King and Country


KING AND COUNTRY—-mention ‘World War One court martial’ and alert movie fans automatically chirp Paths Of Glory.  The great Kirk Douglas/Stanley Kubrick masterpiece from 1957 may lead the first wave over the top, but in reserve is this little seen 1964 pocket-issue nugget, directed by Joseph Losey.  On a few suitably claustrophobic sets, with scant adornment beyond uniforms and mud and without any action scenes (just sound effects in the background) this kneecapper of inflexible military ‘justice’ (see:rigged) has quiet power out of all proportion to its tiny canvas.
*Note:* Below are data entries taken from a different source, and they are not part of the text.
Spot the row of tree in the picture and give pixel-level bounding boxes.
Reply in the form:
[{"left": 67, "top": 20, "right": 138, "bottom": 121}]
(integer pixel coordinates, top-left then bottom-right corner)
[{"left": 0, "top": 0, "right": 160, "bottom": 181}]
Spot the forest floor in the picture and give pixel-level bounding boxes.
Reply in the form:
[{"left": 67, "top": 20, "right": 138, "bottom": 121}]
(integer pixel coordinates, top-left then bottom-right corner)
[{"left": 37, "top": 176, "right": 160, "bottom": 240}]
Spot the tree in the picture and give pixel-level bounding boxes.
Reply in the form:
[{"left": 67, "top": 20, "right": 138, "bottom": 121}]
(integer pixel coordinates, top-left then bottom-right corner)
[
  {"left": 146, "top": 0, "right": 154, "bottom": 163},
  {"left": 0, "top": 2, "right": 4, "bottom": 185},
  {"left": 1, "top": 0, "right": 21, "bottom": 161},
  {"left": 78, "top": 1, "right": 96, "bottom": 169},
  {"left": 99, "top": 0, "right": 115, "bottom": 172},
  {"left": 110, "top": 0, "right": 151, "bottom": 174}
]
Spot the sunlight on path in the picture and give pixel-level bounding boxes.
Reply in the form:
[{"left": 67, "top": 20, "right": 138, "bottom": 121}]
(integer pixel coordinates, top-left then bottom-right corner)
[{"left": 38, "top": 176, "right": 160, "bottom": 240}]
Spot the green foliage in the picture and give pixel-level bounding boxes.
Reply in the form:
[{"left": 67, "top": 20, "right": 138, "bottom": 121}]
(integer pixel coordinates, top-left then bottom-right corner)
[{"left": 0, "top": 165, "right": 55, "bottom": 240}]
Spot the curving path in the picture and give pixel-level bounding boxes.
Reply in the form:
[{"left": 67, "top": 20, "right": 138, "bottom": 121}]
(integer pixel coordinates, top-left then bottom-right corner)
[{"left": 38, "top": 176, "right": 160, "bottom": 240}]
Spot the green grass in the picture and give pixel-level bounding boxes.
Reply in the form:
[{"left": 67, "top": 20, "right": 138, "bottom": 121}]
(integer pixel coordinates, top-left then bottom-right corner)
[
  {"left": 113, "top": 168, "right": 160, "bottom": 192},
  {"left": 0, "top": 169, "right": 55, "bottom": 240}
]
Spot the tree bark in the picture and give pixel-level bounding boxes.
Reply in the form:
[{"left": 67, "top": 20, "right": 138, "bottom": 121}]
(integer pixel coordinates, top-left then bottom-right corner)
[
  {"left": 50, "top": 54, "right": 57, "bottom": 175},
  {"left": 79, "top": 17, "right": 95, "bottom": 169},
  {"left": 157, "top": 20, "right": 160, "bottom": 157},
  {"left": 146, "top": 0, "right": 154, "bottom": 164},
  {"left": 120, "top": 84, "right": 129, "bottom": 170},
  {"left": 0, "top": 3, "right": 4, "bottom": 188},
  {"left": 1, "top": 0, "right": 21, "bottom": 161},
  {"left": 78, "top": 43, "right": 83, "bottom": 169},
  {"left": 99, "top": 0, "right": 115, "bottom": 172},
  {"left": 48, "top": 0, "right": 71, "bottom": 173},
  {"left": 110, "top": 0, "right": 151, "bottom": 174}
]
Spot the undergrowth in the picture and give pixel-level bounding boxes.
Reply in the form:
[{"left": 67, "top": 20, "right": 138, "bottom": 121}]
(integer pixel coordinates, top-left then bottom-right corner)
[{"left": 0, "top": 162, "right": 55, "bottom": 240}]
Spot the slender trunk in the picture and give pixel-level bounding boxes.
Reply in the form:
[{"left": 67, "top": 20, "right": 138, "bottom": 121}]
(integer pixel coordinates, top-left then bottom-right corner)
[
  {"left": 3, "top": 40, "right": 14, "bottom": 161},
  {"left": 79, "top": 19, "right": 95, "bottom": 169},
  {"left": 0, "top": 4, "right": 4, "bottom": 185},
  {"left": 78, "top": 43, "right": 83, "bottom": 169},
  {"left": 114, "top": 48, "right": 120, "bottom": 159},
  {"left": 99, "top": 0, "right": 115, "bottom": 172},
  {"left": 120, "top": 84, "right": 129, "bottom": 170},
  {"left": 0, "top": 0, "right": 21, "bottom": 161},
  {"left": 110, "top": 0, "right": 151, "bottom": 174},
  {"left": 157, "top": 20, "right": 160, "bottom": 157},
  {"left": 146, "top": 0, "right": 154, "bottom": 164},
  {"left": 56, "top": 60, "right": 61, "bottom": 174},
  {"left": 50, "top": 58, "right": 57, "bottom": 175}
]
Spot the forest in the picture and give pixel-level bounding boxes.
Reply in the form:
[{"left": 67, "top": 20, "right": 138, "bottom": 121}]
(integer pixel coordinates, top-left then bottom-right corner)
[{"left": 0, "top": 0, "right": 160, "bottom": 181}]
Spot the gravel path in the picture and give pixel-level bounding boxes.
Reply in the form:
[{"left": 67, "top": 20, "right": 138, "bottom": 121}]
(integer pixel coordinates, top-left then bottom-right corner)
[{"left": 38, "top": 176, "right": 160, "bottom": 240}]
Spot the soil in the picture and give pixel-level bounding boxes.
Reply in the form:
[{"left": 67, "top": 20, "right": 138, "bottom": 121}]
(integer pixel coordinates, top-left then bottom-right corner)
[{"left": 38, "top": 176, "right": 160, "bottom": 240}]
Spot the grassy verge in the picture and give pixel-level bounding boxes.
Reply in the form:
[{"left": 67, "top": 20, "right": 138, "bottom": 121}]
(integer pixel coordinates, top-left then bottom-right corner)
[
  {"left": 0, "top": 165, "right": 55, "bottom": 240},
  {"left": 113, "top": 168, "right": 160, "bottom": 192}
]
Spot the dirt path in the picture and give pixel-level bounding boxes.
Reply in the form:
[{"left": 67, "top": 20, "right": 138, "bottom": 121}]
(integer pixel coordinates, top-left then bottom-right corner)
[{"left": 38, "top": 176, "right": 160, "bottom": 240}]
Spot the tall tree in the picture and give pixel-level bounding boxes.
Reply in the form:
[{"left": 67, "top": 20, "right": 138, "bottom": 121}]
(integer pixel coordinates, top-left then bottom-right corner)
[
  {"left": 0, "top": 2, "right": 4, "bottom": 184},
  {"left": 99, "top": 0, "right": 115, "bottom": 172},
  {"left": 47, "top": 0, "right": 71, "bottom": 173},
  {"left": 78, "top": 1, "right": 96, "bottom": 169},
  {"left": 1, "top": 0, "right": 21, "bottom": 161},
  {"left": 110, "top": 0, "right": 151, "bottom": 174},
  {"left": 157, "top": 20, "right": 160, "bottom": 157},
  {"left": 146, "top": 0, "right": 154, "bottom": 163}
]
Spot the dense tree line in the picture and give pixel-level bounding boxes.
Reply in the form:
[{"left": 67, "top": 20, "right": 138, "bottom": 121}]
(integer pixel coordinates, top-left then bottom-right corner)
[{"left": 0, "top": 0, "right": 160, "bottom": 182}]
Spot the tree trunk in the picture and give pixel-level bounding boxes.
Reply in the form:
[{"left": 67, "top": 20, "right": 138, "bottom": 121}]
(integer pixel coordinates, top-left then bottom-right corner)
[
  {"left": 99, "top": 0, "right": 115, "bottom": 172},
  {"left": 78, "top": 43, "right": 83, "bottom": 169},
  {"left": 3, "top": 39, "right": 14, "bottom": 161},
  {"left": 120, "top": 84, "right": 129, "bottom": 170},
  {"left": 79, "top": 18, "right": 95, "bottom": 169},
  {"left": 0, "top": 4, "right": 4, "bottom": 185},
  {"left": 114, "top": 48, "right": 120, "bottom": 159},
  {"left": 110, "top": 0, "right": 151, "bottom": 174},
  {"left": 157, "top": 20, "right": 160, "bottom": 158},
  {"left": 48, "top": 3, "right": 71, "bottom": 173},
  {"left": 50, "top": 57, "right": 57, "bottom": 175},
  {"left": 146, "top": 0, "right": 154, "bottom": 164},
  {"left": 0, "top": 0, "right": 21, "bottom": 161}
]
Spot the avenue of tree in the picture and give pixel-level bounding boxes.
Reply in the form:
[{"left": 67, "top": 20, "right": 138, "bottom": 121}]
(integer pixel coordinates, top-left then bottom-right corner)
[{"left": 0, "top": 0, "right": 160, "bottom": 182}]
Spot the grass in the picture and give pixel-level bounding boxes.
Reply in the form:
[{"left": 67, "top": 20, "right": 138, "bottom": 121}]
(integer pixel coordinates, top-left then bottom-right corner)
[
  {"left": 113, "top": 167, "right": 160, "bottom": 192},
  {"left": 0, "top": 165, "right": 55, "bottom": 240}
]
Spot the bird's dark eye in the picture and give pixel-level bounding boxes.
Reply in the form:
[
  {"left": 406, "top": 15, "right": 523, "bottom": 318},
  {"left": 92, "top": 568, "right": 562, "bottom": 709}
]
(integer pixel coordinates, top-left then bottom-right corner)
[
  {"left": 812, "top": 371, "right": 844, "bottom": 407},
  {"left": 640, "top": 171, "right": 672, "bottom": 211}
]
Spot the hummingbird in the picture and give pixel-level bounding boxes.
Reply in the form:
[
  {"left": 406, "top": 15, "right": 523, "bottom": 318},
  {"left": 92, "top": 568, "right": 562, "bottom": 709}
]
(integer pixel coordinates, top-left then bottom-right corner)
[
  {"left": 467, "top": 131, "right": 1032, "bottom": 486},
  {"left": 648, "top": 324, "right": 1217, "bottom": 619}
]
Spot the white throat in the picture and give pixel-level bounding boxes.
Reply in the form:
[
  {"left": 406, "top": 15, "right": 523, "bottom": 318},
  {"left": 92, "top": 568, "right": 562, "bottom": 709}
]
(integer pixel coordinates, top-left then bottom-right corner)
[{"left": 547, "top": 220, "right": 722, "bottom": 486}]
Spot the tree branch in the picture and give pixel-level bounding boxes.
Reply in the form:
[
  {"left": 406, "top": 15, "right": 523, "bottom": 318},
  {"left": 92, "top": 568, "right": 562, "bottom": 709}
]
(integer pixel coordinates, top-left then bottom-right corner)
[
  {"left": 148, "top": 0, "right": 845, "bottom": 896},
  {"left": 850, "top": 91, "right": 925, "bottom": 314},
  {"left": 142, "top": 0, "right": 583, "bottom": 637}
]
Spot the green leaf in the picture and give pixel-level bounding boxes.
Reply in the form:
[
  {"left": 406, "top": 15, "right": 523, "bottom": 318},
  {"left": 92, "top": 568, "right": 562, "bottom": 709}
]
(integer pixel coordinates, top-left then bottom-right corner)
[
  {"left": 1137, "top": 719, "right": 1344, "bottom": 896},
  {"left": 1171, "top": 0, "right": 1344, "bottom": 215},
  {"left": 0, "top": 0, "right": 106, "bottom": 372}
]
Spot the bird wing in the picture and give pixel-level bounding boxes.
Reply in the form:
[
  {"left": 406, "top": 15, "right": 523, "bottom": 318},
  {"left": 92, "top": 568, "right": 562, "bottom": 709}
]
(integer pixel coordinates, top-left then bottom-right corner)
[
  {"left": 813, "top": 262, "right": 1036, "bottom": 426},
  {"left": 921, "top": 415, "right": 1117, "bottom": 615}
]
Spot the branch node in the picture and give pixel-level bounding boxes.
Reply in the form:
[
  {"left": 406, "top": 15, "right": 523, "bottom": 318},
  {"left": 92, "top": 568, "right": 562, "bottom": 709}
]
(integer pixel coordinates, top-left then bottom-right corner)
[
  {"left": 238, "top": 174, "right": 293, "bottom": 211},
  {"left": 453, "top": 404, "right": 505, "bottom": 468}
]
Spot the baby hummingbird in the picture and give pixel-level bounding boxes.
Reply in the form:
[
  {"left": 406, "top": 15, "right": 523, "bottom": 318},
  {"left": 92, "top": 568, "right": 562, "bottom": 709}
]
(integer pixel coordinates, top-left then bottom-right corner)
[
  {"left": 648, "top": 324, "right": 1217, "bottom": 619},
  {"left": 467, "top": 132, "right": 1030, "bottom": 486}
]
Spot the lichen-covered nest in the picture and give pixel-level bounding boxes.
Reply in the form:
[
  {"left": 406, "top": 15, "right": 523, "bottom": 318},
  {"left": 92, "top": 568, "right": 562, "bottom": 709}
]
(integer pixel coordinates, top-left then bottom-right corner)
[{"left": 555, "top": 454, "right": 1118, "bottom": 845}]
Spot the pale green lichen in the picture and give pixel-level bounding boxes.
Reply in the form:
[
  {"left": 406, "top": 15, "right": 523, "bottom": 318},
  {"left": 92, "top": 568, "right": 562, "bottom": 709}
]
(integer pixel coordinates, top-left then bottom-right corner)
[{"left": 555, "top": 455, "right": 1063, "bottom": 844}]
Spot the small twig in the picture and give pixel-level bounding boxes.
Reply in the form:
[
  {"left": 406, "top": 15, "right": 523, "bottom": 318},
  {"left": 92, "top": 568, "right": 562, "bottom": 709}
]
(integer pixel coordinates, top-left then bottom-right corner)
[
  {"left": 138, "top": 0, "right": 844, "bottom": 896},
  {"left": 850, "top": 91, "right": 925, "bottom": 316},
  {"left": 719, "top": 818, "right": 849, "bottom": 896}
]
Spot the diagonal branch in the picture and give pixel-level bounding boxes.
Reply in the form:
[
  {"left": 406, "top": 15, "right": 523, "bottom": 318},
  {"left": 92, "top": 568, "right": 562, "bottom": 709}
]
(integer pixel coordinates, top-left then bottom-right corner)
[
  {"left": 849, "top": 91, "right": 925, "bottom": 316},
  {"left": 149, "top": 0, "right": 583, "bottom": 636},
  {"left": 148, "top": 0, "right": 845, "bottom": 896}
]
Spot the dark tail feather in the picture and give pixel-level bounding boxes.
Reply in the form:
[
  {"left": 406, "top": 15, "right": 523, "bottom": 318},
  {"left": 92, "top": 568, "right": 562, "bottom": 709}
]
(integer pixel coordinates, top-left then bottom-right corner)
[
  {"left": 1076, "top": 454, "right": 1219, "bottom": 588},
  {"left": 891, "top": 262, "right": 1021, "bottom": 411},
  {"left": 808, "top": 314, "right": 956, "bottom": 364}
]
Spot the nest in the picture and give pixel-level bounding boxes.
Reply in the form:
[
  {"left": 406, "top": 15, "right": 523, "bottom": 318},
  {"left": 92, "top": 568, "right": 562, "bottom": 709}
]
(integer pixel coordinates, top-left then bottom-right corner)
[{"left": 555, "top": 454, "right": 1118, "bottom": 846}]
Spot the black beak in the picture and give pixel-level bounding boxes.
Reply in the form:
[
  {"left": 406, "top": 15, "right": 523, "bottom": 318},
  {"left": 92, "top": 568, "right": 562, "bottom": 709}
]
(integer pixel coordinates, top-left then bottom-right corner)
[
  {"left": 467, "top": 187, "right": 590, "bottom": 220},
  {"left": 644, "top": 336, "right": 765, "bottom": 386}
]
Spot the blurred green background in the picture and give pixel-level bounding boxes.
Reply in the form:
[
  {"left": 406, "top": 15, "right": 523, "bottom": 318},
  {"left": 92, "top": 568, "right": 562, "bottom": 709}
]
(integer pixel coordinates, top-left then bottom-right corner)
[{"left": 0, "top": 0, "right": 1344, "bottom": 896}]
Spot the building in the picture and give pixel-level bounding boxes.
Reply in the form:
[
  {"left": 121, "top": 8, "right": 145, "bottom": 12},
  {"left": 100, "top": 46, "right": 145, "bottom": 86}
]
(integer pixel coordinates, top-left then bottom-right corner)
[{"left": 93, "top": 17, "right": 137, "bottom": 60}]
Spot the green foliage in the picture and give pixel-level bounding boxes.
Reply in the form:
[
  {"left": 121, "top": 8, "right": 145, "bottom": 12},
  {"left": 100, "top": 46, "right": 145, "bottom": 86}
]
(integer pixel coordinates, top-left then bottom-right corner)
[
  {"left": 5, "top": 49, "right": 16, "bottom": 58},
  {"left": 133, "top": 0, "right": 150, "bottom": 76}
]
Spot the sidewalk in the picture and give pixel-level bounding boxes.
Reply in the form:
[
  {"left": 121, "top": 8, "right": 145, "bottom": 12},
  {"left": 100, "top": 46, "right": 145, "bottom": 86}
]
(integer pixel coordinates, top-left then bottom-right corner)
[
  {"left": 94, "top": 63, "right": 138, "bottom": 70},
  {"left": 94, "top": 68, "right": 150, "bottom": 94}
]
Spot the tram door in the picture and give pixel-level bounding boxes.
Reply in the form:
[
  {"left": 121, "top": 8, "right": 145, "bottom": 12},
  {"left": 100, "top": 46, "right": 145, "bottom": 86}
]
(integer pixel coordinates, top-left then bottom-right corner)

large-screenshot1 Despite good reviews, it didn’t even make enough to cover the minuscule $300,000 production cost. Too bleak for mass approval, too good to ignore for those who appreciate riveting historical drama.  As one character has it “It’s a bit amateur to plead for justice.”  The sole survivor of his original company leaves the 1917 abattoir of Passchendaele*  and starts to “walk home”. Tried for desertion, it’s a no-brainer that the cruel British stiff-upper mindset will condemn the shattered sod, but his lawyer makes a valiant attempt nonetheless. Starring Dirk Bogarde (tight and stalwart, as the defense attorney), Tom Courtenay (the shell-shocked trooper), Leo McKern  (the inept doctor). 88 minutes, with Barry Foster and Peter Copley.

*Also known as the 3rd Battle of Ypres. Months of attacks to gain nothing beyond hundreds of thousands of casualties. Another superb film set in the same awful no-man’s land is Beneath Hill 60.